Throughout the current school year, Willard and Xagas indicated a team of 45 staff members, collectively representing all K-12 schools, have been meeting with administrators to discuss adjustments to the program through a variety of methods — including, but not limited to, academic, social-emotional and behavioral interventions.

The work taking place this year is expected to provide the foundation for training this fall.

“Each school within our district will take significant steps forward by establishing a MTSS building leadership team,” Willard said. “These teams will receive comprehensive training on the students’ success platform.”

Panorama Student Success is the platform Willard referenced. The new system, which the board approved earlier this year, is designed to travel with each student, from one grade level to the next, and give teachers pertinent, customized data aimed at helping the professional at the head of each classroom make tailored instructional decisions.

Multi-tiered system of support introduced five years ago

MTSS was officially introduced in District 203 nearly five years ago, at the start of the 2019-2020 school year.
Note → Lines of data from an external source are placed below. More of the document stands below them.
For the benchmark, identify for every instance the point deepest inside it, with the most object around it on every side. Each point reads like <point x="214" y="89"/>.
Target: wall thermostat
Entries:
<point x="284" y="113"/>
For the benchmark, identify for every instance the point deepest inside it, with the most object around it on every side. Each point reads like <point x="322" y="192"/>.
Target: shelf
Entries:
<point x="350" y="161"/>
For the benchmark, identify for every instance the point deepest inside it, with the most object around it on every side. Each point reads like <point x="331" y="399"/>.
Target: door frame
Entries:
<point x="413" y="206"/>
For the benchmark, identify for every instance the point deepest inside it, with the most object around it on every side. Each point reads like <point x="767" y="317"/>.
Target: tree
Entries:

But behind-the-scenes planning on the initiative stretched back to the 2016-17 school year.

It replaced a different program, response to intervention — or RTI — which was geared toward a smaller segment of the overall school population. MTSS, by contrast, has a far wider application.

“It’s important to note that MTSS is a general education system — it is not a special ed system,” Willard said. “It might lead there one day, but what we are talking about is general education supports, not special education supports.”

Amid the refinements ahead, Xagas said the core principles within MTSS remain in tact in the long road ahead.

“This systemic, prevention-focused and data-informed approach ensures that we are responsive to the needs of all learners, emphasizing that all means all — all students, all educators and all families,” Xagas said.

The goal, Willard said, is for MTSS to be fluid and flexible, so instructors’ strategies throughout the district can be adjusted, as needed. She pointed to the use of federal pandemic-era ESSER funds on employing math specialists as an example.

“We definitely thought that was something we needed to use some of our ESSER funds on, as a result of the pandemic, knowing that in math, we saw that dip,” Willard said. “We’re starting to level back up. It’s trending nicely.”

District 203 board members give feedback 

On the whole, the board of education has given high marks to administrators for their work on MTSS.

“The minimum to meet the public act is never what we do,” board member Donna Wandke said, referring to state standards. “To see how much you’ve taken that past the requirements and evolved it into what it is today is just wonderful.”

Board President Kristine Gericke said she has seen fruitful results from the program within her own household.

“The one thing that excites me about MTSS is that it’s for every kid, when they need it,” Gericke said. “I know I saw benefits with my own kids, who were very different students. There were times when they needed it, and they got what they needed.”

Board member Melissa Kelley Black, however, said she believed District 203 should be making greater strides to meet students’ needs — particularly for those on IEPs. She said she has heard from parents who are struggling with supports and resources.

“I would love to have a board committee or set up something that we have open to anyone because not all parents are going to ask the same questions,” Kelley Black said.